How Theodore Roosevelt’s Speech Saved His Life
The presidents on this list all got lucky in one way or another. But perhaps none of them were quite as lucky as Theodore Roosevelt.
On October 14, 1912, the former president — then running for an unprecedented third term under the banner of the Bull Moose Party — set out to give a speech at the Milwaukee Auditorium in Wisconsin.

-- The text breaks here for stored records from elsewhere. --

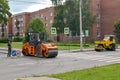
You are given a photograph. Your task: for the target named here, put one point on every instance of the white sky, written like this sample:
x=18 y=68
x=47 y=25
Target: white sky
x=18 y=6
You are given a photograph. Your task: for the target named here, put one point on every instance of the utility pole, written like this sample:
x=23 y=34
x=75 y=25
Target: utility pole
x=81 y=32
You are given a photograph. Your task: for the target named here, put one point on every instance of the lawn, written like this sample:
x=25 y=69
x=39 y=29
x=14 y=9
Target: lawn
x=109 y=72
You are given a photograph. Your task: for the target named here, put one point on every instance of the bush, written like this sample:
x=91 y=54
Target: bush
x=17 y=39
x=4 y=40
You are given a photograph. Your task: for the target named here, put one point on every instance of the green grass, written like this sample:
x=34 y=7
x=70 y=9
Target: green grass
x=109 y=72
x=14 y=45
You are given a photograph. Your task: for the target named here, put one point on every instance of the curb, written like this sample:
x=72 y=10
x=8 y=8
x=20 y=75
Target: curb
x=38 y=78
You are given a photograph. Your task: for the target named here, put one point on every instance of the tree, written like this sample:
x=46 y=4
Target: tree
x=117 y=29
x=70 y=11
x=4 y=11
x=36 y=25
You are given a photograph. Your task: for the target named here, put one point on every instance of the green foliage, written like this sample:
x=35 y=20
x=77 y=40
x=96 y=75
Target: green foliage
x=4 y=11
x=4 y=40
x=117 y=29
x=36 y=25
x=67 y=14
x=17 y=39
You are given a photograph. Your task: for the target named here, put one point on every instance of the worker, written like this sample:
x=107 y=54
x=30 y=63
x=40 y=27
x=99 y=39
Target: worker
x=9 y=49
x=38 y=52
x=112 y=43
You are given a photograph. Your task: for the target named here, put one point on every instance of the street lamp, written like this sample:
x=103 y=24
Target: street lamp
x=81 y=33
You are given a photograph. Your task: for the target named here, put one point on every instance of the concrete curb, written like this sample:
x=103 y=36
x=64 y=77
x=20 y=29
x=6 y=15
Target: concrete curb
x=38 y=78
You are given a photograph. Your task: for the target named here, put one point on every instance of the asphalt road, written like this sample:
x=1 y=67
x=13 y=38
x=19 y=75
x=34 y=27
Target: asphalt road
x=65 y=61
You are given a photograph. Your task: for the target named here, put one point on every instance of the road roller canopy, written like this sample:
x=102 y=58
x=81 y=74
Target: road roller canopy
x=34 y=36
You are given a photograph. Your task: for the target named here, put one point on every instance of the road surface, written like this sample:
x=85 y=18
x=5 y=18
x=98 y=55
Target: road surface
x=65 y=61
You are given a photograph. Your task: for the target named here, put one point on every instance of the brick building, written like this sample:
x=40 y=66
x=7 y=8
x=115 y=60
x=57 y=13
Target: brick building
x=107 y=12
x=19 y=22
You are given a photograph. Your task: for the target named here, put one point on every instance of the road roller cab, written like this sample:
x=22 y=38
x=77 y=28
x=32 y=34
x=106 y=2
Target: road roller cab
x=35 y=47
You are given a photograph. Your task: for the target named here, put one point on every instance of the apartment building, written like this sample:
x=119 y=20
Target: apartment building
x=107 y=12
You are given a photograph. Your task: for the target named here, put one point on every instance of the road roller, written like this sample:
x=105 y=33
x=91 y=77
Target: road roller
x=36 y=47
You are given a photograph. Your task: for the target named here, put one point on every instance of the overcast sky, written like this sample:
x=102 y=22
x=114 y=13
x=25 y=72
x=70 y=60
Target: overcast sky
x=18 y=6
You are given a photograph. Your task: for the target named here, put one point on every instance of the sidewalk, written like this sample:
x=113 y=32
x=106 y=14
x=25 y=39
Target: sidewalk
x=38 y=78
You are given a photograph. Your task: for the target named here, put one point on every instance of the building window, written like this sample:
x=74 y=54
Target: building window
x=98 y=6
x=46 y=18
x=46 y=24
x=41 y=16
x=98 y=15
x=98 y=24
x=51 y=14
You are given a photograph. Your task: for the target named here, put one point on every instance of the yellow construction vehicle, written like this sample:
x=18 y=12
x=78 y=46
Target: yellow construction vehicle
x=108 y=43
x=35 y=47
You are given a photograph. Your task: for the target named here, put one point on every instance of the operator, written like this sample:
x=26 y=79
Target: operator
x=9 y=49
x=38 y=52
x=112 y=43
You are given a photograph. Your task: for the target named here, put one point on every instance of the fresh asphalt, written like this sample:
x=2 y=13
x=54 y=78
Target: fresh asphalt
x=16 y=67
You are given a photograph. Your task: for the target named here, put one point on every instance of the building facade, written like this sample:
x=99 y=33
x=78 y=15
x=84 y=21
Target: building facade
x=106 y=11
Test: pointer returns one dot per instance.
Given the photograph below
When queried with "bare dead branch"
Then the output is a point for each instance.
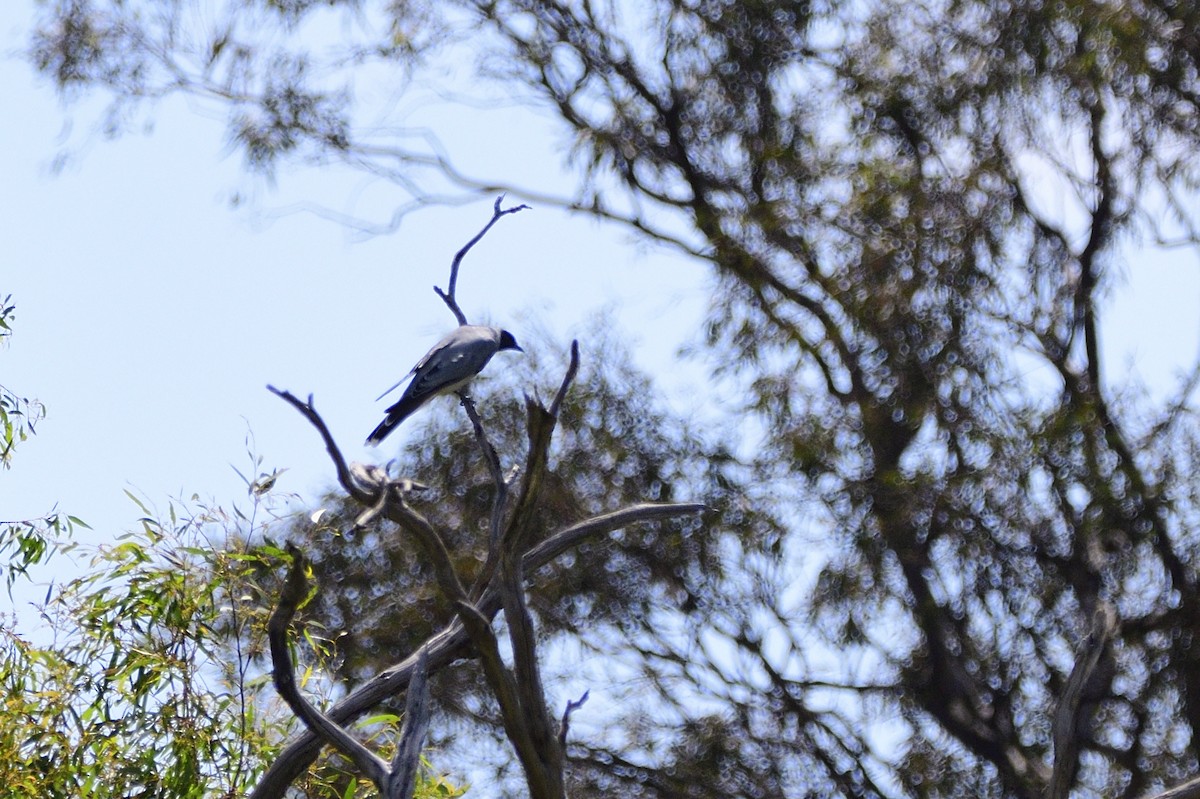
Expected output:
(345, 478)
(1189, 790)
(569, 536)
(571, 370)
(565, 725)
(1068, 719)
(449, 295)
(407, 761)
(493, 467)
(291, 598)
(450, 643)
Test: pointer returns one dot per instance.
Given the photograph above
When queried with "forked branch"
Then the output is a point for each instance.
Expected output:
(448, 296)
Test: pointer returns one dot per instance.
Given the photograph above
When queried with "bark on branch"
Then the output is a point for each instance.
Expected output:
(535, 734)
(448, 296)
(395, 781)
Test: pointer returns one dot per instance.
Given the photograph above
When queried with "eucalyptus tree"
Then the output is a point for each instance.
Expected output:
(975, 564)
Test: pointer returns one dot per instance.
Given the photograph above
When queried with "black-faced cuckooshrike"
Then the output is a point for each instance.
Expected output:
(445, 368)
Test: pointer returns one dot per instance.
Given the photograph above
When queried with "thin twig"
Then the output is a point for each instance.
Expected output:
(493, 467)
(343, 472)
(567, 379)
(571, 707)
(449, 295)
(293, 593)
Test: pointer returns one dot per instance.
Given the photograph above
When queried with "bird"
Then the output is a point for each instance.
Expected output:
(448, 367)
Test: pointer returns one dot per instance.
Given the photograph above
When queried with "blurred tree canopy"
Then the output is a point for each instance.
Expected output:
(945, 509)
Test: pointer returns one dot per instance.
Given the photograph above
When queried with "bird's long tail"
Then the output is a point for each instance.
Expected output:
(396, 414)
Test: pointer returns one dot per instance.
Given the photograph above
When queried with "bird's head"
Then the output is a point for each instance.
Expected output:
(509, 342)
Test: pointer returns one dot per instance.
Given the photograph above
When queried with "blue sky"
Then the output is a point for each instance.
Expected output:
(151, 314)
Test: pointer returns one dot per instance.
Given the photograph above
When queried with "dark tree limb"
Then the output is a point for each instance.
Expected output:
(519, 690)
(345, 478)
(293, 594)
(450, 643)
(1189, 790)
(1083, 684)
(565, 724)
(448, 296)
(407, 760)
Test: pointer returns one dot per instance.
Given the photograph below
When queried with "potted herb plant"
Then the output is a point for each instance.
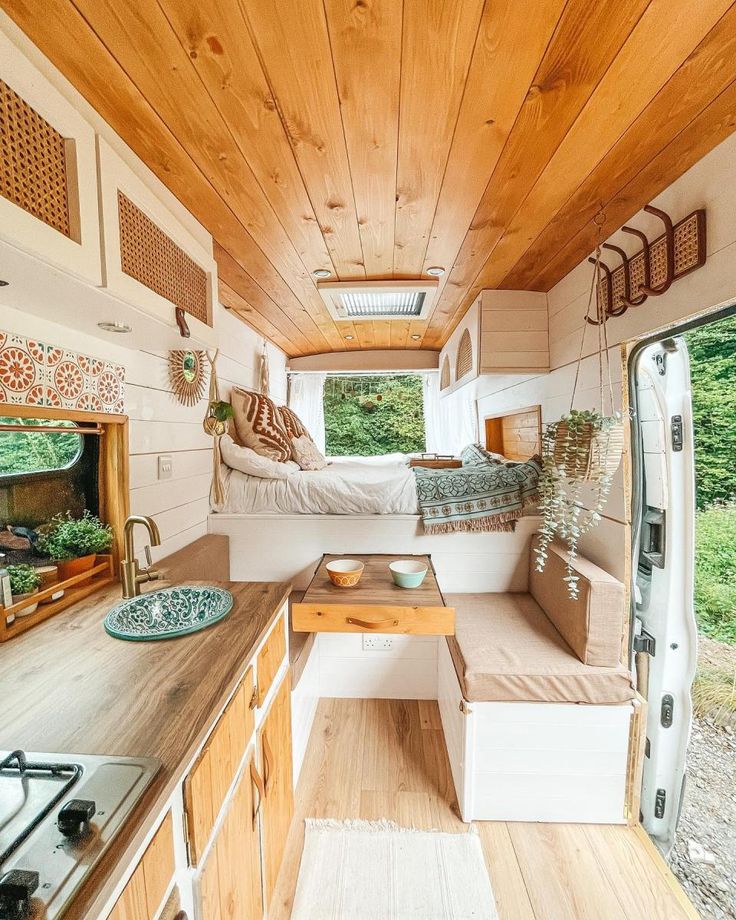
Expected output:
(24, 582)
(73, 543)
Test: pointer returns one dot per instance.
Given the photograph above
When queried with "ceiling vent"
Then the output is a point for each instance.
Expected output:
(383, 300)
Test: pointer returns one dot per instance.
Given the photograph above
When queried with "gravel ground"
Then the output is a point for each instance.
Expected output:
(704, 857)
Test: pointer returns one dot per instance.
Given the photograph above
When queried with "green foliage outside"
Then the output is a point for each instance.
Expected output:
(713, 371)
(33, 451)
(369, 416)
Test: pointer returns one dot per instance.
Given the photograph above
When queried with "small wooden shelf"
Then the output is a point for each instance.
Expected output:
(75, 589)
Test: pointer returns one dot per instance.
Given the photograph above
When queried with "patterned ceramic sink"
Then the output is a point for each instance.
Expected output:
(168, 613)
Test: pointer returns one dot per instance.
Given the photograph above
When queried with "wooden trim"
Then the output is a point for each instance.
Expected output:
(635, 765)
(422, 621)
(70, 415)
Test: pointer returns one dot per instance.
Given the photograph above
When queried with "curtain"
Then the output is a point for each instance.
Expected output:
(306, 392)
(449, 421)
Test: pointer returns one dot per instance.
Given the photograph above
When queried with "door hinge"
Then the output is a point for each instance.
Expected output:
(644, 642)
(667, 710)
(676, 432)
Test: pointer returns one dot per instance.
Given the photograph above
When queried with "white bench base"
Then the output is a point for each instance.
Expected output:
(550, 762)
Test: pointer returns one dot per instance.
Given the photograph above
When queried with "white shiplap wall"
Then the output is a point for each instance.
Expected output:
(159, 424)
(710, 184)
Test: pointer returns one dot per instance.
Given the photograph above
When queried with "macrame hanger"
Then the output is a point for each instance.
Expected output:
(600, 322)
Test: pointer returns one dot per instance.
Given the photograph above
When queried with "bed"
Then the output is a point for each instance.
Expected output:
(349, 485)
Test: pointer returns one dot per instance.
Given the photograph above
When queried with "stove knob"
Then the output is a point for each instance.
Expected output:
(16, 889)
(74, 817)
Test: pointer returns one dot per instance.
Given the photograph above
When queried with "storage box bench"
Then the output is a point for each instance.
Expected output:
(536, 707)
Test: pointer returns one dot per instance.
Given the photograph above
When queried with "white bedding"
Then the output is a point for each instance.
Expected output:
(349, 485)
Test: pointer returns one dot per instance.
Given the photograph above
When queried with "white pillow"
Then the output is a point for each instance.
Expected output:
(248, 461)
(307, 454)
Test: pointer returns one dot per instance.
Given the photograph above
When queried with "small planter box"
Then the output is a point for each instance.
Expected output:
(75, 588)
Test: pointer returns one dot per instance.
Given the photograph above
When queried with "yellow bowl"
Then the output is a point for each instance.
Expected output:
(345, 573)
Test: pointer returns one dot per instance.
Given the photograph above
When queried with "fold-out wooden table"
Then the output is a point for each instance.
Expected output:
(375, 604)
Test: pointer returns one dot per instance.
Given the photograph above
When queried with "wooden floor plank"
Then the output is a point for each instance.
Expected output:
(383, 759)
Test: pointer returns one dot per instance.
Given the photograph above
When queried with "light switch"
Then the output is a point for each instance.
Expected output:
(165, 467)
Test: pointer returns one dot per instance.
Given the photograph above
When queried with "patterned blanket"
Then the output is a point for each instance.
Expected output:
(485, 494)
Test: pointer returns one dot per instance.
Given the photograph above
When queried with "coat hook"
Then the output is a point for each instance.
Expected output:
(642, 237)
(619, 311)
(609, 290)
(669, 243)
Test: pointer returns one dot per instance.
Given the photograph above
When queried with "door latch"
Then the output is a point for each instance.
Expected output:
(644, 642)
(676, 431)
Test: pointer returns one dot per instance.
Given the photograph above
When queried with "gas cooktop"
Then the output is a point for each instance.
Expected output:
(58, 815)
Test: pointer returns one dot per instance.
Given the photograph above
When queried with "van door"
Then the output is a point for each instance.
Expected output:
(665, 633)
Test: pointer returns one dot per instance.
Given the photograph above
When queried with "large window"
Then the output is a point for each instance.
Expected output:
(33, 451)
(372, 415)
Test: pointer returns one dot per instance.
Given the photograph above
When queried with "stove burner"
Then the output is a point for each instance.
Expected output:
(24, 771)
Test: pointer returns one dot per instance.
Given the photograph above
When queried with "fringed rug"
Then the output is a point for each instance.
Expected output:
(376, 870)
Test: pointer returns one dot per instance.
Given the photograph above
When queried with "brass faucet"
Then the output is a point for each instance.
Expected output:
(131, 575)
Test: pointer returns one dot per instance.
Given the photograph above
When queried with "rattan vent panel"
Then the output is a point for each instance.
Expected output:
(445, 375)
(464, 360)
(33, 156)
(151, 257)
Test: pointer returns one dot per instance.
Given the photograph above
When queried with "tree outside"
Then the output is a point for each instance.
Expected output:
(369, 416)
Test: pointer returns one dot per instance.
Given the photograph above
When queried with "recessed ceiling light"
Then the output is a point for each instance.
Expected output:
(115, 327)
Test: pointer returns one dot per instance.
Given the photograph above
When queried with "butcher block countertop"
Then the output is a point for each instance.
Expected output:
(68, 687)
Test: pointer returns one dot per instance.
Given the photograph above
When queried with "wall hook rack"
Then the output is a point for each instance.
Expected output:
(656, 266)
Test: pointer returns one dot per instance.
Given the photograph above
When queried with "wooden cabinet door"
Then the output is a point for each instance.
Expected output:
(206, 787)
(230, 882)
(276, 769)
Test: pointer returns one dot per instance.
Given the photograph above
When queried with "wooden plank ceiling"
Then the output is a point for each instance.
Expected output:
(377, 138)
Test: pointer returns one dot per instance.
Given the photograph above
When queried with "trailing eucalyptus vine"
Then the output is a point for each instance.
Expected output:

En route, he crossed paths with a mentally ill saloon owner named John Schrank.
For some reason, Schrank had become convinced that Roosevelt had assassinated President William McKinley in 1901. And so Schrank waited with the crowd, then fired at Roosevelt with a Colt revolver.
But even though Schrank’s bullet hit its mark, it also hit Roosevelt’s overcoat, eyeglass case, and 50-page speech, which the former president had tucked inside his breast pocket.
“Don’t hurt him!” Roosevelt, shot in the chest, shouted at the furious crowd. Addressing Schrank, he asked, “What’d you do it for?”
Schrank said nothing, and Roosevelt ordered him away. Then, incredibly, Roosevelt insisted on continuing with his speaking engagement as planned.
“Friends, I shall ask you to be as quiet as possible,” Roosevelt said to the stunned crowd. “I don’t know whether you fully understand that I have just been shot. But it takes more than that to kill a Bull Moose.”
He unbuttoned his vest to show his bloody shirt and added: “But fortunately I had my manuscript, so you see I was going to make a long speech, and there is a bullet — there is where the bullet went through — and it probably saved me from it going into my heart.”
Though his aides urged him to go to the hospital immediately, Roosevelt promised to give an abbreviated version of his original remarks to the crowd. He then spoke for nearly 90 minutes until he finally agreed to see a doctor.
In the end, Schrank pled guilty to the presidential assassination attempt and lived out the rest of his days in a Wisconsin state asylum.
Though Theodore Roosevelt lost his bid for reelection, he hadn’t lost his life. Still, he carried Schrank’s bullet in his chest until his death in 1919.